Dr. Al-Rubaye said that although she strongly supported a home care program to free up hospital capacity for the sick, it was an “unreliable system” because there was no clear communication system in place between the health department, health networks and GPs to immediately warn GPs , when their patients test positive.


Clinical and public health leader of the co-health COVID response Dr. Nicole Allard said there had been “tragic” deaths of people with coronavirus in north-west Melbourne, where people had died in their homes or had presented too late to an emergency department.

Dr. Allard said about once or twice a day that the staff at the assessment center called an ambulance for patients who were being assessed, and she was concerned that people were now waiting too long to be tested for the virus.

Co-health provides a central assessment center that connects thousands of coronavirus patients, largely in the western suburbs, with their physician and helps access payments and medications.

Of the 550 GPs in the West, 467 are subscribed to the pathways program, and some clinics currently support more than 100 COVID-19 patients.

Dr.

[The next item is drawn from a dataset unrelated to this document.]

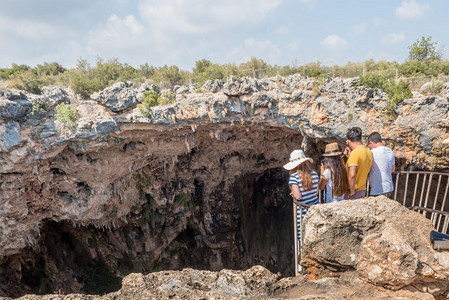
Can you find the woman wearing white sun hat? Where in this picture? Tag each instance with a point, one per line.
(303, 182)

Allard said that every person who comes through the pathways program is sent a text on day one that tells them, “If you are sick, call us, but we also proactively ask them to call their doctor.”

Last Thursday – when the number of cases increased from 950 to 1438 – co-health received 500 new referrals, bringing the number of patients in the Northwest Road to around 3,500.

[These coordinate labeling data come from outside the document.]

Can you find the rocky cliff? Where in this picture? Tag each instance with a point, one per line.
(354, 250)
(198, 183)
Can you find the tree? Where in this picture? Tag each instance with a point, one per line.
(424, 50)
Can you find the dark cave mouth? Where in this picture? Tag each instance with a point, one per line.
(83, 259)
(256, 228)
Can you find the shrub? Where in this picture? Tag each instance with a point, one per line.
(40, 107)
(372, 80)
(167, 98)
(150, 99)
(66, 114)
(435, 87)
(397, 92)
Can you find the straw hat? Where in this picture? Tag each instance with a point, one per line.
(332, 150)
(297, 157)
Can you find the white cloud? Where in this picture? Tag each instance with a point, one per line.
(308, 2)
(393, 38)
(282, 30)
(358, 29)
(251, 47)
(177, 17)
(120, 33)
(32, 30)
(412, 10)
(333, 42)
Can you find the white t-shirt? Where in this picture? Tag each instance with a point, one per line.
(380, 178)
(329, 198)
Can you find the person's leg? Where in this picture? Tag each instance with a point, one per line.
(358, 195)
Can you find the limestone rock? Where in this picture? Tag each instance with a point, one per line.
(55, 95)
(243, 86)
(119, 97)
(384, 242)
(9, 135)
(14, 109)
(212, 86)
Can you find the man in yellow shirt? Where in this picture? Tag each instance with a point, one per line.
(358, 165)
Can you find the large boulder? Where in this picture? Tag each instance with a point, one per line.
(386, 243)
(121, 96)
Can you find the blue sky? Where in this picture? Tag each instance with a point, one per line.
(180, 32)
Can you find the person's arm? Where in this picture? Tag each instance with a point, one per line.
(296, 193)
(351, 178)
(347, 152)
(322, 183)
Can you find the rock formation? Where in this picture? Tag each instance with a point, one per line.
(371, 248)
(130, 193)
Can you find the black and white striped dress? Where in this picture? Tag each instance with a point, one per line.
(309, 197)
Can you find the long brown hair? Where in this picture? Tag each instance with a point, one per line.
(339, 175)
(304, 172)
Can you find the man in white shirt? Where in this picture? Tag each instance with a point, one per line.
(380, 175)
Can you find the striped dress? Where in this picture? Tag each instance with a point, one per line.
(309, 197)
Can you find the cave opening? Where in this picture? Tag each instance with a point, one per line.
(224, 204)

Asked Friday whether the system was on or off capacity, Dr. Allard that they scale up and try to minimize the risk to patients by prioritizing the most vulnerable, including the elderly and people who are in the period when most become ill (after five days of symptoms).

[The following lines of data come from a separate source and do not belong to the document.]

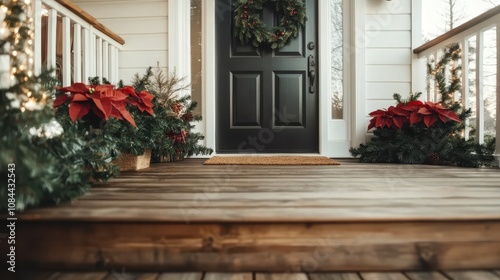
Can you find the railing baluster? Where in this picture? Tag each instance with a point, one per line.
(465, 82)
(77, 53)
(436, 88)
(105, 59)
(52, 39)
(99, 61)
(112, 63)
(93, 54)
(66, 57)
(86, 53)
(37, 43)
(480, 87)
(497, 127)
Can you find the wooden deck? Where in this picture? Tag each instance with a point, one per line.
(124, 275)
(354, 217)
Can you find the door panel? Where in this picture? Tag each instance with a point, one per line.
(263, 100)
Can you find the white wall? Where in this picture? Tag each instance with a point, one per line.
(143, 26)
(388, 54)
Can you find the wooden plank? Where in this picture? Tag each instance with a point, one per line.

Dr. Allard said there was a need for a public health campaign to warn Victorians about the dangers of coronavirus and when to seek help – as well as the successful thunderstorm asthma campaign.


She said the warning signs included extreme lethargy, struggling to cope with daily tasks, shortness of breath at minimal exertion, dehydration, inability to eat or drink, coughing up blood and confusion.

“It’s all the red flags,” she said.

Dr. Ines Rio, chair of the North Western Melbourne Primary Health Network, said the home-based program “works really well, except that it is in capacity”.

She was also concerned about people without a regular doctor and their risk of falling through the cracks.

“We need a single 1800 number that can be used by GPs, paramedics and emergency departments to help and triage people,” she said.

In NSW, at least 29 people have died at home after being infected with coronavirus, more than half of which were not known to health authorities before an autopsy.

In September, a Melbourne man in his 20s died at his Craigieburn home after contracting the virus. An autopsy found that he was infected with coronavirus, but it is believed that the man had other serious health conditions.

Police outside a house on Henderson Street Northcote where a 49-year-old woman is believed to have died with Covid-19 in August.

Police outside a house on Henderson Street Northcote where a 49-year-old woman is believed to have died with Covid-19 in August. Credit:Nine

Another woman, who also lived in Melbourne’s northern suburbs, died at home on August 31 after contracting the virus. It is unclear whether her diagnosis was known before her death.

A spokesman for a Victorian health department said each person who tested positive for COVID-19 was invited to participate in the COVID Positive Pathways program.

“All staff committed to helping people with COVID-19 provide care as part of the COVID Positive Pathways program — either as part of community-based health care, GPs, or in our health services,” she said.